About Oracle Cloud Infrastructure Monitoring

Oracle Cloud Infrastructure Monitoring enables you to actively and passively monitor your cloud resources using the Metrics and Alarms features.

The Metrics feature relays metric data about the health, capacity, and performance of your cloud resources. A metric is a measurement related to health, capacity, or performance of a given resource . Resources, services, and applications emit metrics to the Monitoring service. Common metrics reflect data related to:
  • Availability and latency
  • Application uptime and downtime
  • Completed transactions
  • Failed and successful operations
  • Key performance indicators (KPIs), such as sales and engagement quantifiers
By querying Monitoring for this data, you can understand how well the systems and processes are working to achieve the service levels you commit to your customers. For example, you can monitor the CPU utilization and disk reads of your Compute instances. You can then use this data to determine when to launch more instances to handle increased load, troubleshoot issues with your instance, or better understand system behavior.

Architecture

For Linux images, the solution is a shell script that is run by a cron job automatically. For Windows images, the solution is a PowerShell script that is run by a scheduled task automatically.

The scripts provided in this solution do the following:
  1. Query metrics from the GPU instance by using NVIDIA-smi.
  2. Convert the metrics gathered from NVIDIA-smi to valid JSON.
  3. Publish the JSON to the Monitoring service by using the CLI.
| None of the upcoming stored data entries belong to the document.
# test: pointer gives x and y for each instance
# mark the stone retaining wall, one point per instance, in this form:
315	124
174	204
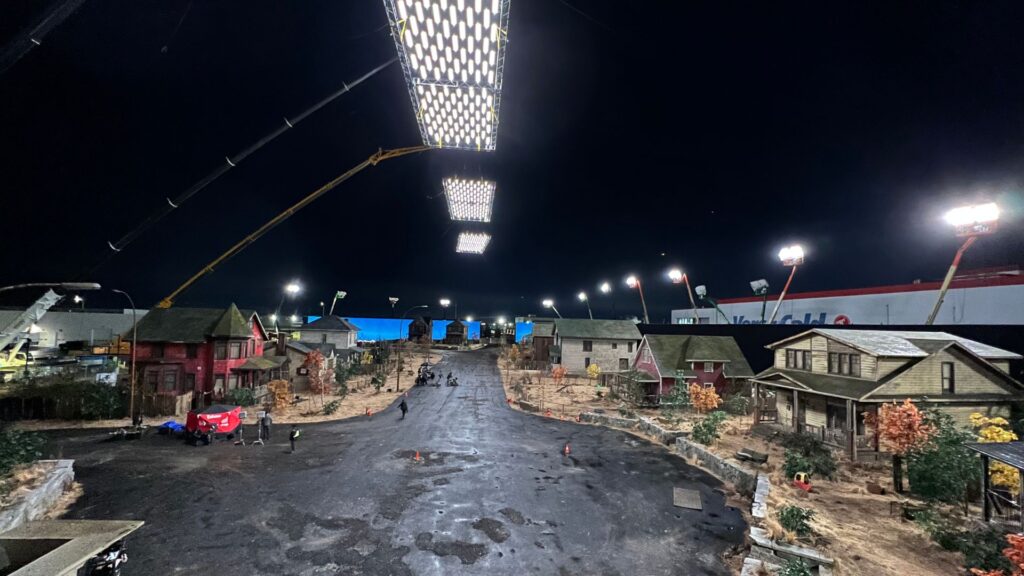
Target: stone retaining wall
36	503
742	479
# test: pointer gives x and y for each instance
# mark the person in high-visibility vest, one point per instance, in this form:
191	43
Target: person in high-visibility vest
293	436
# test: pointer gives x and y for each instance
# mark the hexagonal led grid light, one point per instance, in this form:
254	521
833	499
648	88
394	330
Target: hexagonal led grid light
469	200
453	55
472	243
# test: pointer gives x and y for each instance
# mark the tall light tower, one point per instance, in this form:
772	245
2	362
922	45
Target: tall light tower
791	256
583	298
679	277
634	282
970	222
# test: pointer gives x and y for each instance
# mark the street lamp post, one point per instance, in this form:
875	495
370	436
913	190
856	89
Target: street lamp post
634	282
583	298
677	276
791	256
134	340
970	221
549	303
397	366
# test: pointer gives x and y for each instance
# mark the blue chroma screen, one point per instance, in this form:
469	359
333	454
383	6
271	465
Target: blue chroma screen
391	328
523	329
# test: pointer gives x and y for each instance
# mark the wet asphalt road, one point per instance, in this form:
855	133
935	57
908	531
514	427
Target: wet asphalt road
493	495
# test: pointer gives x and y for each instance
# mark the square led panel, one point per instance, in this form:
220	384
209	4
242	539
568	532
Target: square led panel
469	200
472	243
453	55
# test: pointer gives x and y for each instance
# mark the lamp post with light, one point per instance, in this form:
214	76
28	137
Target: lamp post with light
970	221
634	282
549	303
583	298
791	256
679	277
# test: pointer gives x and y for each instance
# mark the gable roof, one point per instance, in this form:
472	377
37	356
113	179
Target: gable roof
331	324
676	352
903	343
194	325
597	329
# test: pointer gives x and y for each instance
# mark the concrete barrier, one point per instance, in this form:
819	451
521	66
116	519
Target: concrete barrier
742	479
36	503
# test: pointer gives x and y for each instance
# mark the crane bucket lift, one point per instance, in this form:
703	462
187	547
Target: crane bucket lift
16	331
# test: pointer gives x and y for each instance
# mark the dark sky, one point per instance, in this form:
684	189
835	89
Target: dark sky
713	132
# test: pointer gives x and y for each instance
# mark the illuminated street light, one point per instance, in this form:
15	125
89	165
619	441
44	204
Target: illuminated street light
583	298
678	277
549	303
791	256
970	221
469	200
472	243
453	57
634	282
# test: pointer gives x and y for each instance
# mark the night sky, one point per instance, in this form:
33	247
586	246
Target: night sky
633	136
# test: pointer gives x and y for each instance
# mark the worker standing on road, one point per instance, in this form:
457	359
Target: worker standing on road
264	425
293	436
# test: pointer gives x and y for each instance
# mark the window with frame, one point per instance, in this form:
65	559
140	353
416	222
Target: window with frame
170	381
844	364
948	378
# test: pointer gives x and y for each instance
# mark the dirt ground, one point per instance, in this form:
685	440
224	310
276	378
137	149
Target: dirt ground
360	397
850	524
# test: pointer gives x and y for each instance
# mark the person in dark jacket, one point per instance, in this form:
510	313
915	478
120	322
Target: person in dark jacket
293	436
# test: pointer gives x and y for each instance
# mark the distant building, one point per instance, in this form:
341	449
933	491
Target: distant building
824	380
207	352
667	361
456	333
609	343
330	330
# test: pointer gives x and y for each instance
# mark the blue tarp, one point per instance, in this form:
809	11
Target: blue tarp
391	328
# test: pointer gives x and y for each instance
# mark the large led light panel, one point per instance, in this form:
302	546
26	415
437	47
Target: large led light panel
453	55
469	200
472	243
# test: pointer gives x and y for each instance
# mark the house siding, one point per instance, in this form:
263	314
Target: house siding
573	357
926	377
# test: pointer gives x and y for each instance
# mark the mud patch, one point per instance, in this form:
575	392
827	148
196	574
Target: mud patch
467	552
514	516
494	529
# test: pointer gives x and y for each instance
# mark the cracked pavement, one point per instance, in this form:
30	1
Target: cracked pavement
492	494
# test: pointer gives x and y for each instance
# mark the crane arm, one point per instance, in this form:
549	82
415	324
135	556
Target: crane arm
375	159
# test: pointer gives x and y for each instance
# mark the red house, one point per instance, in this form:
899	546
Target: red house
665	360
207	352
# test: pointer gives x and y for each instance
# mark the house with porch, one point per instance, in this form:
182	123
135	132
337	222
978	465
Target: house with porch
667	360
823	381
199	353
609	343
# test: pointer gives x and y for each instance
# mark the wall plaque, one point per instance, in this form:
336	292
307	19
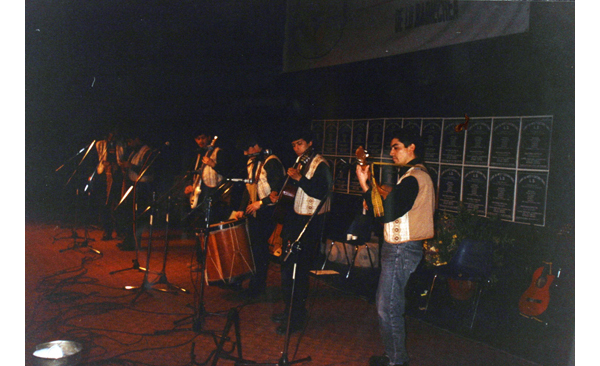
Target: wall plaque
453	143
449	189
531	197
534	148
474	191
505	139
477	149
501	194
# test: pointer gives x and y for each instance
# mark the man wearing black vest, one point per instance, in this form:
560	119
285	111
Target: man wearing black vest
408	220
313	178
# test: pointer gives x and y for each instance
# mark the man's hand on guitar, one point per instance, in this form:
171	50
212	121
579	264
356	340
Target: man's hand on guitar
253	207
274	196
363	174
384	190
294	173
208	161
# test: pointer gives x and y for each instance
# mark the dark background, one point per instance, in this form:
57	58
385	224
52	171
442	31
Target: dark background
167	67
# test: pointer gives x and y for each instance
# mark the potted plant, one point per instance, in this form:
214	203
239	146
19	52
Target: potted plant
452	228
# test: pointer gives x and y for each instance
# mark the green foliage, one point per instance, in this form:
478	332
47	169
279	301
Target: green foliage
451	228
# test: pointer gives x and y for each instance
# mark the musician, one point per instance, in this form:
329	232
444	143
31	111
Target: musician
314	183
265	174
408	220
111	154
211	165
139	173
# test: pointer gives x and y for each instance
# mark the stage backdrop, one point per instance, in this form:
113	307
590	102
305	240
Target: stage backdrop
330	32
494	165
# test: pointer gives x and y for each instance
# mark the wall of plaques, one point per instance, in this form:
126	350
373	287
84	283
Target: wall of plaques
496	166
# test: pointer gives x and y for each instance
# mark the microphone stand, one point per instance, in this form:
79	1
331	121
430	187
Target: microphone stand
162	276
145	286
200	313
74	235
136	264
294	247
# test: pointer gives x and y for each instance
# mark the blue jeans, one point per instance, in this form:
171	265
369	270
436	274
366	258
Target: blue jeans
398	261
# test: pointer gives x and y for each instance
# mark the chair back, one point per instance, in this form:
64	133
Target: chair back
473	259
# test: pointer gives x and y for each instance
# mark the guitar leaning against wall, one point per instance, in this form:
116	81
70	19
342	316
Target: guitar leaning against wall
536	299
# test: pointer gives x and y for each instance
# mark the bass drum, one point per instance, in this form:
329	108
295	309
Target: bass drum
228	253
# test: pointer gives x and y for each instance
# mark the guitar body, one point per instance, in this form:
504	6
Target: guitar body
287	195
195	195
535	299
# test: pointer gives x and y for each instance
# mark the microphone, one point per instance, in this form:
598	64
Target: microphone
249	181
263	152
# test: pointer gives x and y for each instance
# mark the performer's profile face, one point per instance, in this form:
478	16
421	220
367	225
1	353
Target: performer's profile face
400	153
252	150
300	146
201	140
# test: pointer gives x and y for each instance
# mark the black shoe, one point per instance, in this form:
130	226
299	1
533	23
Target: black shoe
383	360
126	247
251	293
295	326
279	317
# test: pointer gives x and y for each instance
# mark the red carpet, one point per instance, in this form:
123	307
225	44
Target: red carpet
71	294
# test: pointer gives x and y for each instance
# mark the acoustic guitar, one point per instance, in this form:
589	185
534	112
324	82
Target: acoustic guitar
377	191
535	299
195	195
287	194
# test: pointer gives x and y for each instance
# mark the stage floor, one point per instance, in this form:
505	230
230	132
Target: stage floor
71	294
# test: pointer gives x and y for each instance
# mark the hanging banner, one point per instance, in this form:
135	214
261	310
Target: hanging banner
331	32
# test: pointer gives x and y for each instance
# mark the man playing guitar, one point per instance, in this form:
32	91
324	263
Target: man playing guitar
209	169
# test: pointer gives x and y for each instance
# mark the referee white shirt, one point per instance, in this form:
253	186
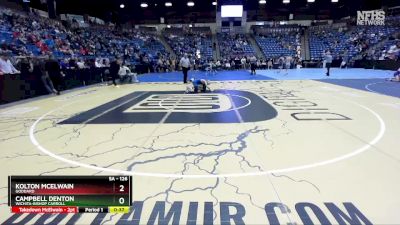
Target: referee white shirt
185	62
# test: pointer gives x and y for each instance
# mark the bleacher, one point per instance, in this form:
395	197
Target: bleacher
354	41
234	45
278	41
194	41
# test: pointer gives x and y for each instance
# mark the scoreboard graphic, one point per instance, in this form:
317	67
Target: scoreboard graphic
70	194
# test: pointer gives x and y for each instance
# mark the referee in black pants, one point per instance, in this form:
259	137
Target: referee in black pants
328	59
185	64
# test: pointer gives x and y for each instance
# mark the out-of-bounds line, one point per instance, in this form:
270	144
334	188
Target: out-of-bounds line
200	176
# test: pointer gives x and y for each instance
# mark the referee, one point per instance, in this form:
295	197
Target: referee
328	59
185	64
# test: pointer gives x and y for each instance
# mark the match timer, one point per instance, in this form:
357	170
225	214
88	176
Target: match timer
70	194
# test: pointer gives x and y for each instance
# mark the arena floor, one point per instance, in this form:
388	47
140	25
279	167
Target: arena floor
265	149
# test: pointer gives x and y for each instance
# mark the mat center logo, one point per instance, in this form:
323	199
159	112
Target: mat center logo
221	106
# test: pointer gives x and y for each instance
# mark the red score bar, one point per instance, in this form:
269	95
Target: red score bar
80	189
41	209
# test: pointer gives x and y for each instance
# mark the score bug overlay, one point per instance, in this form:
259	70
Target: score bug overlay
69	194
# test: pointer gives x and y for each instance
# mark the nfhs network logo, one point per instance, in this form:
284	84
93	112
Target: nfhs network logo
374	17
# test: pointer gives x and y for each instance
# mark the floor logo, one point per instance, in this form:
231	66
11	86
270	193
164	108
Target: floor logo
221	106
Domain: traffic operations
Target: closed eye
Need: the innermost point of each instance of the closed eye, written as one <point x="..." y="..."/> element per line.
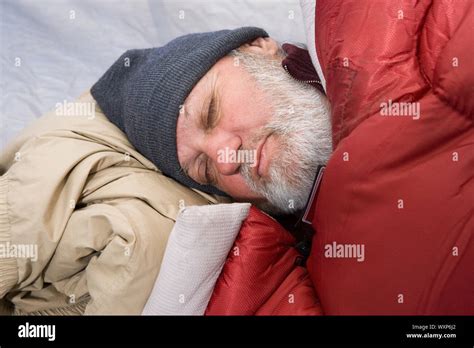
<point x="206" y="176"/>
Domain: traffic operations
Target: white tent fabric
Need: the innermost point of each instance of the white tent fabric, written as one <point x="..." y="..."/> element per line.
<point x="53" y="50"/>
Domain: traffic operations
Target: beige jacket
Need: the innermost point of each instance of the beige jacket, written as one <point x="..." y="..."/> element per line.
<point x="97" y="212"/>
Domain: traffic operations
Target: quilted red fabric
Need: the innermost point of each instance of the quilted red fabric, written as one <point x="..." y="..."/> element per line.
<point x="400" y="186"/>
<point x="260" y="276"/>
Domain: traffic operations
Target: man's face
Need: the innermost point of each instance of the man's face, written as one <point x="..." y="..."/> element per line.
<point x="234" y="135"/>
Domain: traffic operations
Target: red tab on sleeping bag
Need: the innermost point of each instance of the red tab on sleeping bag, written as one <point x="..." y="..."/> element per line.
<point x="260" y="276"/>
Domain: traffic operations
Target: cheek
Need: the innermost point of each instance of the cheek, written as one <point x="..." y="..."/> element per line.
<point x="235" y="186"/>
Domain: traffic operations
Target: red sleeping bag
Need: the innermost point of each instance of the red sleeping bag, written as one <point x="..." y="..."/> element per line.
<point x="260" y="276"/>
<point x="400" y="186"/>
<point x="394" y="214"/>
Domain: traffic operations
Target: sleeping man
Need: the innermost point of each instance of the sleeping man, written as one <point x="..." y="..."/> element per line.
<point x="96" y="197"/>
<point x="222" y="120"/>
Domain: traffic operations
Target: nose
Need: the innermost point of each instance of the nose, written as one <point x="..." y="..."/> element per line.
<point x="223" y="150"/>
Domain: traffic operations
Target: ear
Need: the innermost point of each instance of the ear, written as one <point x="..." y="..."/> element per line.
<point x="263" y="45"/>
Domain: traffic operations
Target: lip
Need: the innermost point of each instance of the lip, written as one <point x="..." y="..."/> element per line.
<point x="262" y="163"/>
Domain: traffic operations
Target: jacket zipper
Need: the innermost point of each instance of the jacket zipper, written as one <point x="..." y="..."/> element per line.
<point x="304" y="81"/>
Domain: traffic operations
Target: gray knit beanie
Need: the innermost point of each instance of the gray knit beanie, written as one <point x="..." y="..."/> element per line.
<point x="143" y="90"/>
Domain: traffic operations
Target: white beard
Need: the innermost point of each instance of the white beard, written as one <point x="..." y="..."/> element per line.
<point x="300" y="124"/>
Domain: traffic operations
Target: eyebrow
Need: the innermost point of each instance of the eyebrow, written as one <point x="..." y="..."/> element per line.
<point x="207" y="120"/>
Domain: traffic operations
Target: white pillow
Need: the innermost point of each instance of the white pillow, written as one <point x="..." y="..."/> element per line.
<point x="308" y="7"/>
<point x="195" y="254"/>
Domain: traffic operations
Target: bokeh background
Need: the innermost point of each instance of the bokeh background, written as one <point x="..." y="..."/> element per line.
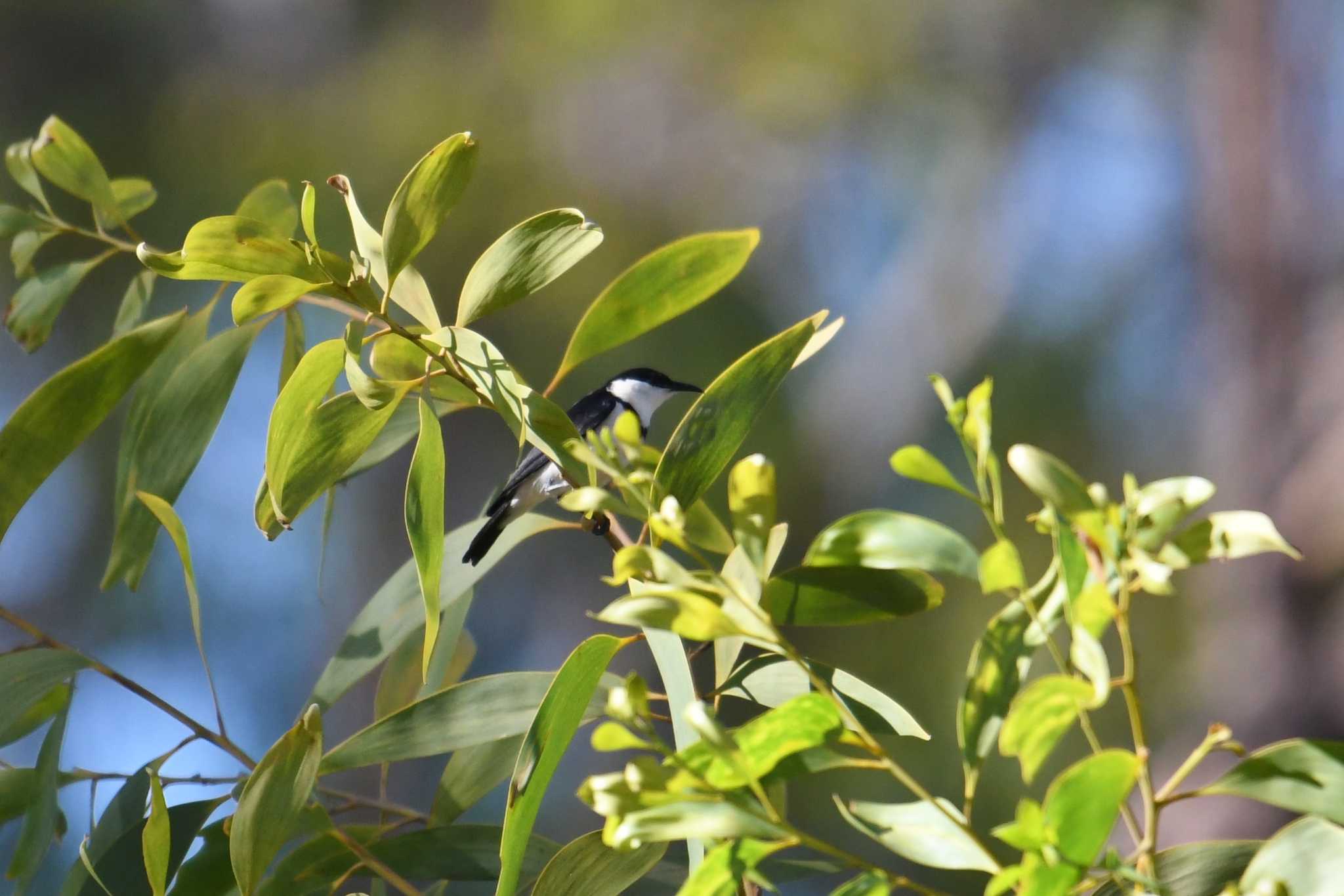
<point x="1127" y="213"/>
Description of publish_gpu_instance_to_oci_monitoring.png follows
Description of the illustration publish_gpu_instance_to_oci_monitoring.png

After the setup is completed, the metrics become visible in Oracle Cloud Infrastructure Monitoring. The following image shows the GPU temperature for a specific time frame:Description of metrics_explorer.png follows
Description of the illustration metrics_explorer.png

Considerations for Publishing GPU Instance Metrics to Oracle Cloud Infrastructure Monitoring

Before starting this solution, you should consider these important factors:

  • This solution applies only to NVIDIA graphics processing units.
  • O/S Versions:
    • For Linux images, the solution is a shell script that is run by a cron job automatically. This solution supports these Linux releases:
      • Oracle Linux 7
      • Ubuntu 16.04
      • Ubuntu 18.04
    • For Windows images, the solution is a PowerShell script that is run by a scheduled task automatically. This solution supports these releases:
      • Windows Server 2012 R2
      • Windows Server 2016
    • Where necessary, this solution presents separate instructions based on your specific operating system. Ensure that you are following the correct instructions for your operating system.
  • IAM Policy: The script publishes the metrics to the same compartment as the GPU instance being monitored by default. You probably have the necessary IAM policy already configured for your user. If you plan to use a separate compartment for publishing the metrics, or if you get a message that you don’t have permission or are unauthorized, check with your tenancy administrator.
  • User interface: This solution employs command line interfaces (CLI) to launch the process. It uses uses the NVIDIA System Management Interface (NVIDIA-smi) command line utility to gather metrics from the GPUs and the Oracle Cloud Infrastructure CLI to upload the metrics to Oracle Cloud Infrastructure Monitoring. Further information for these interfaces follow.

About NVIDIA-smi

This solution uses the NVIDIA System Management Interface (NVIDIA-smi) command line utility to gather metrics from the GPUs, and then uses the Oracle Cloud Infrastructure command line interface (CLI) to publish these metrics to the Monitoring service.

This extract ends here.